Bayerischer Landtag

Landwirtschaftsausschuss bilanziert Waldschäden durch Orkantief „Niklas“

Mittwoch, 15. April 2015
– Von Eva Spessa –

Es war der schwerste Sturm seit vielen Jahren: Das Orkantief „Niklas“, das am 31. März mit Windgeschwindigkeiten von bis zu 192 Kilometern pro Stunde über Bayern hinwegzog, hat Bäume entwurzelt, Dächer abgedeckt, Lastwagen umgekippt und den Bahnverkehr lahmgelegt; Polizei und Feuerwehren hatten mehrere tausend Einsätze zu leisten. Welchen Schaden der Sturm in den Wäldern in Bayern verursacht hat, berichtete der Leiter der Forstverwaltung im Bayerischen Landwirtschaftsministerium Georg Windisch rund zwei Wochen danach am 15. April im Ausschuss für Ernährung, Landwirtschaft und Forsten.

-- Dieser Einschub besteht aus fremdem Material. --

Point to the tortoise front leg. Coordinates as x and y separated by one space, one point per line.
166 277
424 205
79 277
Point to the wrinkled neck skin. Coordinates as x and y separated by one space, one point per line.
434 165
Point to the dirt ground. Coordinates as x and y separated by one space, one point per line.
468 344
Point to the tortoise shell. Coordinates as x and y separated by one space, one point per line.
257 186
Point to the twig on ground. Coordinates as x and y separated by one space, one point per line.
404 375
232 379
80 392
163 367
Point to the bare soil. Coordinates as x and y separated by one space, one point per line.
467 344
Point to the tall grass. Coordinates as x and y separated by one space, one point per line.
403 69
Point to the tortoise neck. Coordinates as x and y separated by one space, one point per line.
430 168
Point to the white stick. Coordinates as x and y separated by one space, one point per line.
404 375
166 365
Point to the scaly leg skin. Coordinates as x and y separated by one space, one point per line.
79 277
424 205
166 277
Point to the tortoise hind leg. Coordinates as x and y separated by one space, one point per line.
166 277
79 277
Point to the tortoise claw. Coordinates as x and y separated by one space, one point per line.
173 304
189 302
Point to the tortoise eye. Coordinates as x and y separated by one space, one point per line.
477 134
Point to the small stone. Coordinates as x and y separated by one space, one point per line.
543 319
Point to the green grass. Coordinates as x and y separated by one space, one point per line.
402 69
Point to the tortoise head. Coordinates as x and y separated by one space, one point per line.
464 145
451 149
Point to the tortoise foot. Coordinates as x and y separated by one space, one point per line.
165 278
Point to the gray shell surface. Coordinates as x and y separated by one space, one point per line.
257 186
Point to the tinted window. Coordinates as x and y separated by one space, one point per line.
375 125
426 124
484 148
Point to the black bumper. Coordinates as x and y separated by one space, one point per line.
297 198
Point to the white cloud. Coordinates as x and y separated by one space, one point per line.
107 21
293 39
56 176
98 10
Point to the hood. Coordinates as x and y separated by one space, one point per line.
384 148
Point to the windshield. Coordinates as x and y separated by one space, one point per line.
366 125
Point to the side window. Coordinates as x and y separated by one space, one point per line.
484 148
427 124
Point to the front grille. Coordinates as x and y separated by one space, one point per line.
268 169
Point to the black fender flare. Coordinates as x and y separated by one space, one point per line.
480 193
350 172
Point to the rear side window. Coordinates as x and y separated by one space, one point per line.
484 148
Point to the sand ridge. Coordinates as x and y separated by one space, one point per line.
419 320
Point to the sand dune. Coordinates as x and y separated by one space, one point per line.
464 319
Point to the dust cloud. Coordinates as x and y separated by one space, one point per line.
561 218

Mit geschätzten rund zwei Millionen Festmetern Schadholz habe der Wald unter dem Orkan „Niklas“ weit weniger gelitten als unter seinen Vorgängern: Durch den Orkan „Kyril“ 2007 beispielsweise sei ein Schaden von rund vier Millionen Festmetern entstanden, bei den Winterstürmen 1990 unter anderem mit den Orkanen „Vivian“ und „Wiebke“ sogar rund 23 Millionen. Der Schwerpunkt der aktuellen Waldschäden liege im Gebiet zwischen München und den Alpen, dabei seien punktuelle Schäden – quasi „Nester“ – deutlich häufiger als flächige. Die anfallende Holzmenge lasse keine gravierenden Störungen des Holzmarktes erwarten, insbesondere angesichts der konstant hohen Nachfrage.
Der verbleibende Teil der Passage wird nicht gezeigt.